Sopocianka, wydaje mi się, ze to ze strachu i maluchowi przejdzie, jak się oswoi.

Mały sikacz

: wt sie 02, 2005 2:29 pm
autor: Maksym
Nisia - odróżniam :?

Mały sikacz

: wt sie 02, 2005 2:38 pm
autor: mataforgana
Maksym - aby na pewno? po tym obsikiwaniu cię zostaje dosyć znaczna plama, czy małe kropelki moczu?

sopocianka - daj mu czas, maluch jest pewnie trochę zestresowany nowym miejscem i towarzystwem :)

Mały sikacz

: wt sie 02, 2005 2:44 pm
autor: Ewqa
Ja tak miałam z Luną, na początku zasikiwała wszystko po drodze, i nie było to ze strachu, bo dopiero po jakims czasie. Teraz już wyrosła z tego. Mysle że szczurki poprostu wyrastają z zasikiwania własciciela......................... a zaczynaja go oznaczać ;)

Mały sikacz

: wt sie 02, 2005 4:07 pm
autor: merch
Moim zdaniem to rekcja stresowa, oswoi się z toba i przestanie sikać a zacznie zostawiać kropelki moczu :D. Pozdr M

Mały sikacz

: śr sie 03, 2005 5:57 pm
autor: Farandil
Moje szczury obsikuja wszystko co wystaje ponad ziemie, a jak chodza po mnie to potrafia czasami zostawic smuge szerokosci 2-3 mm od poczatku srodkowego palca, az do lokcia albo i za. Po prostu trzeba sie do tego przyzwyczaic :wink:

Mały sikacz

: śr sie 03, 2005 7:00 pm
autor: sopocianka
[quote="Farandil"]Moje szczury obsikuja wszystko co wystaje ponad ziemie, a jak chodza po mnie to potrafia czasami zostawic smuge szerokosci 2-3 mm od poczatku srodkowego palca, az do lokcia albo i za. Po prostu trzeba sie do tego przyzwyczaic :wink:[/quote]

Mylisz zaznaczanie terenu z siusianiem ze strachu. Pisałam, że on się na mnie tak moczy, że potem nie wypuszcza już z siebie nawet kropelki.

Ostatnio było dobrze, ale dzisiaj znowu zostawił mi na spodniach kałużę... ale cóż, grunt to się nie zniechęcać 8)

Przy okazji pochwalę się swoim drugim pupilem...
Okruszek jest kochany: zaznaczać, zaznacza łóżko, biurko, klawiaturę... wszystko, ale nie mnie! Mnie nie ruszy :czarujacy:

Mały sikacz

: czw sie 04, 2005 4:06 pm
autor: merch
A co do sikania ze stresu to jest to zupełnie bez dyskusyjne podobnie jak robienie kupek, moje całkiem oswojone Szczurki posikały mnie w busiku ale tylko w jedna stronę , jak wracały było juz spoko, a mmój pierwszy szczurek to jak zobaczył weta to wypuściła taką kałuze ze hoho , chociaż do tchórzliwych nie nalezął i zasadniczo nie robił tego na rekach.
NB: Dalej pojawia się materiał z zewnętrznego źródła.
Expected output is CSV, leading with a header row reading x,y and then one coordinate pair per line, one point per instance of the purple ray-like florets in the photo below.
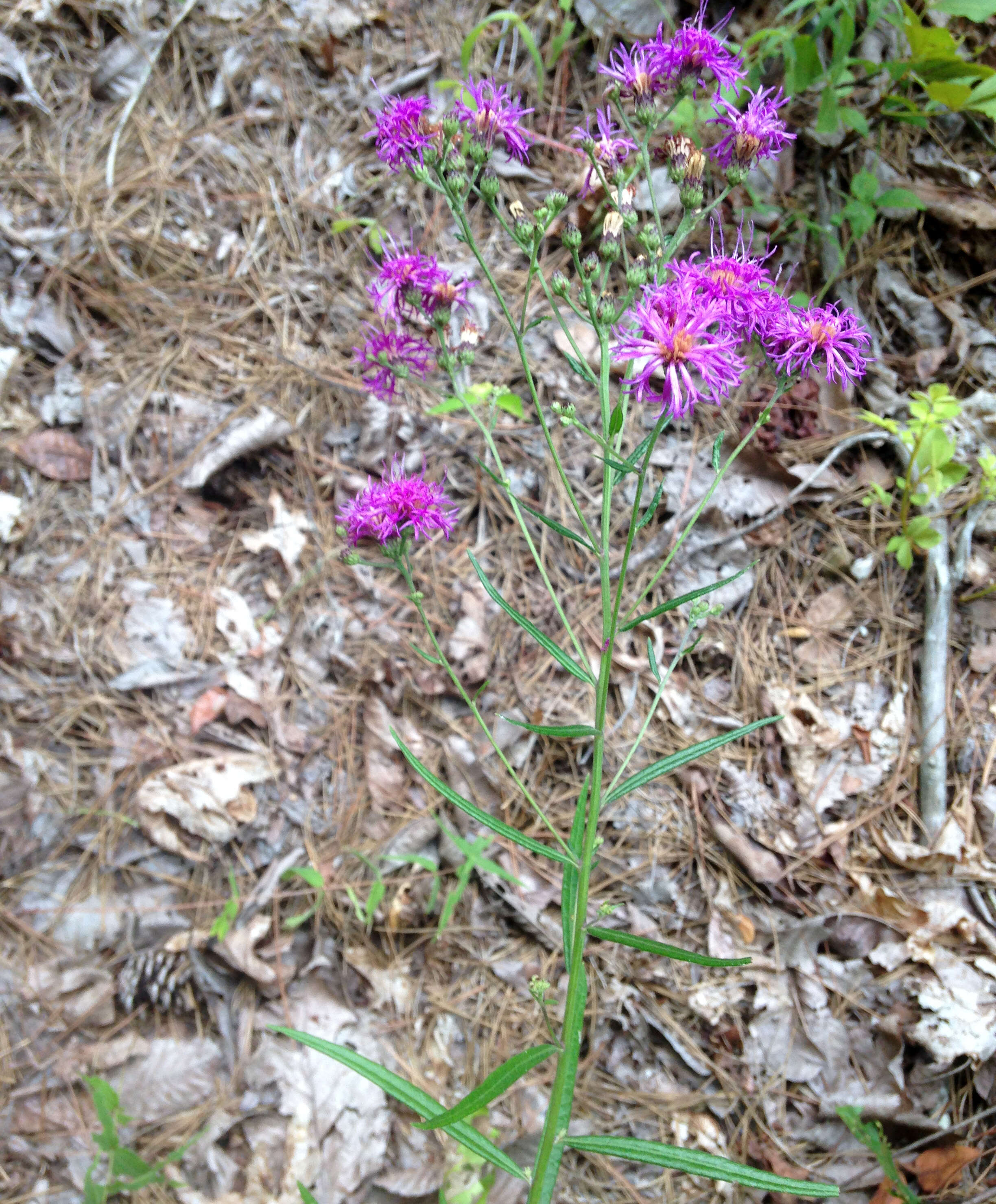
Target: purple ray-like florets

Taze to na pewno przejdzie , i moze powrócić jak coś sie zdarzy co szczurka zastresuje. Pozdr M

Mały sikacz

: pt sie 05, 2005 4:05 am
autor: PALATINA
Mój ?p.Benjamin chodził ze mna na spacery do parku. Potrafił 2godziny siedzieć na ramieniu i się nie poruszyć, ale kiedy już sie poruszył musiałam natychmiast go stawiać na trawie, bo sikał jak fontanna! :wink:
Kochany był - na mnie rzadko kiedy siusiał - czego nie mogę powiedzieć o innych ogoniastych.

Sopocianka, a może przed trzymaniem na rękach postaw malca w wannie na 2-3 minutki. Z doswiadczenia wiem, że wtedy s? zestresowane (w miarę czasu przywyknie) i załatwiaj? sie, ile sie da - Potem jest spokój! Ja tak robiłam przed spoacerem ze szczurem. Kiedy już się całkiem opróżnił, zabierałam szczura na ramię i spłukiwałam prysznicem cał? masę kupek i siu?ków.

Mały sikacz

: pt sie 05, 2005 4:51 am
autor: merch
Metod askuteczna tylko jakimś sadyzmem trąci ;), zestresować szczura tak zeby zrobił co ma zrobić a potem bedzie spoko, a przecież sopociance chyba chodzi głownie o to ,zeby on sie nie stresowal kontaktem z jej osoba :)? . No chyba ze sie mylę .
Pozdr M

Mały sikacz

: pt sie 05, 2005 5:01 am
autor: PALATINA
Steresować przestanie sie i jednym i drugim.
A jak Ci to sadyzmem trąci, to przeczytaj definicję słowa "sadyzm". :wink:
Metoda bardzo skuteczna i bezbolesna, więc ja osobiście ją lubie, choc nie praktykuję ostatnimi czasy, bo nie mam juz szczurów, które grzecznie siedzą na ramieniu, więc nie zabieram nikogo na spacer do parku (a jesli tak, to mam transporterek i opróżniony szczur mi nie potrzebny).